A Queens produce supplier may be saying goodbye to the Big Apple and starting fresh directly across the Hudson River. Fresh Direct, the online grocer currently based in Long Island City, is being lured by New Jersey with a reported $100 million package of tax breaks, land and other subsidies if they relocate to Jersey City.
Erin Gold, a spokesperson for the New Jersey Economic Development Authority, confirmed Fresh Direct has applied for assistance under the Urban Transit Hub Tax Credit Program, which encourages private investment in nine designated urban centers in the state, including Jersey City. According to Gold, a minimum investment of $50 million and 250 employees is mandatory to qualify for the program.
Bettina Damiani, project director of Good Jobs New York, a watchdog on the city’s economic development subsidy program, finds Fresh Direct’s potential move discourteous and offensive. “The conversation really needs to be about their subsidies from the city for their L.I.C. facility” said Damiani. “If they move, my question is, don’t they have to pay back some of their subsidies to the city? I think it is insulting that Fresh Direct, which has benefited from tax payer subsidies, is putting their thumbs in our eyes when we helped them reach the point where they want to expand. They are playing unfairly. They are asking for more money, and then they are playing the whole New Jersey border war.”
Damiani says Fresh Direct agreed to a package with New York City from 1999 to 2025 worth $5.3 million, of which they have currently used $2.2 million. A public hearing is currently scheduled for February 9, during which the grocery provider can officially request a subsidies increase.

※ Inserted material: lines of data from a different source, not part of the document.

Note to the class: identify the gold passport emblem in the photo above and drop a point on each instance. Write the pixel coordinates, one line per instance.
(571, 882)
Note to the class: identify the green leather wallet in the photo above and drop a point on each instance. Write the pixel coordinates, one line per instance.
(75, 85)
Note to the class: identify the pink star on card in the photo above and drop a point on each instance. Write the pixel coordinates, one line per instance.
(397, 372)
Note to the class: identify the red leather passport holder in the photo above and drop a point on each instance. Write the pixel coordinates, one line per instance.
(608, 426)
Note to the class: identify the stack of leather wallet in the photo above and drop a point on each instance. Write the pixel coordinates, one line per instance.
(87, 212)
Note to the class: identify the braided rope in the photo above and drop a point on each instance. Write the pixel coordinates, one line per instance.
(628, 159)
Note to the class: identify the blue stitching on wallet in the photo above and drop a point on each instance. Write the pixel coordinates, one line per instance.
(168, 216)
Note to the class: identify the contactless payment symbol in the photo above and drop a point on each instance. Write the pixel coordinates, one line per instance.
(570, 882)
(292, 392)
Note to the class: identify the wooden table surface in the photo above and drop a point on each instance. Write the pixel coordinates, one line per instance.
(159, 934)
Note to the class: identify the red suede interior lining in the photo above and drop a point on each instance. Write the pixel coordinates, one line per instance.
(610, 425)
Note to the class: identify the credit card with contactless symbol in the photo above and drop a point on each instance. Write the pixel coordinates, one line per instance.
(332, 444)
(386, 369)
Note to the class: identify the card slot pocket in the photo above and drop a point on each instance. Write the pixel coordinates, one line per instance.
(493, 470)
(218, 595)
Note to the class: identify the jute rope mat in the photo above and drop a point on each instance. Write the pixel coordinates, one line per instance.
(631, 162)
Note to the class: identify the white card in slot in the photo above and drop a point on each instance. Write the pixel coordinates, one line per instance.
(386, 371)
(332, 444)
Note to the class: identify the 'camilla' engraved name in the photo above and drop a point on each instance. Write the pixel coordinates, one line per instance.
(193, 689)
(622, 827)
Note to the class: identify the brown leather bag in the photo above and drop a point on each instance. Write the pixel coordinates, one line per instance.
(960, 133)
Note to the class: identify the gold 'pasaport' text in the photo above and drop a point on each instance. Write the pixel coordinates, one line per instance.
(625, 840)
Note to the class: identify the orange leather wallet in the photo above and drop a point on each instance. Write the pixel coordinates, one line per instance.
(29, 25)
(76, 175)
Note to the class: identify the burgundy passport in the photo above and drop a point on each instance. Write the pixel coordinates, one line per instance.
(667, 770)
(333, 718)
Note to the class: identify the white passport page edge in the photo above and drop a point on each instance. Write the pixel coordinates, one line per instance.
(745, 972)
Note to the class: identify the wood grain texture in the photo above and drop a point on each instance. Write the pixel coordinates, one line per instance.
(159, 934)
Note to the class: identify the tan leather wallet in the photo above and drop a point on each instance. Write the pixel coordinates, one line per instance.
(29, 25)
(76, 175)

The decade-old company, which delivers fresh food and grocery items to New York City, Nassau County, Westchester County and parts of Connecticut and New Jersey, declined to comment regarding its potential relocation across state lines. According to a city official, New York and Mayor Michael Bloomberg are countering the Garden State’s offer with a deal that would move the grocery supplier to a new, 500,000-square-foot facility in the Harlem River Yards of the Bronx.
Repeated attempts to contact the mayor’s office went unreturned.
Negotiations are currently ongoing between the city and Fresh Direct, which the official says has outgrown its current L.I.C. facility and needs more space to expand. The grocer, which currently employes roughly 2,000 people, is aiming to create 500 new jobs within the next three years.
Councilmember Jimmy Van Bramer, who represents L.I.C., says the state and city are working on a deal to ensure the produce supplier continues to grow in New York.
According to published reports, Fresh Direct is leaning towards staying in the city with a move to the Bronx.
“Fresh Direct is an important New York City employer,” said Kyle Sklerov, a spokesperson for the New York City Economic Development Corporation. “We want to ensure that it continues to create new jobs right here in the five boroughs.”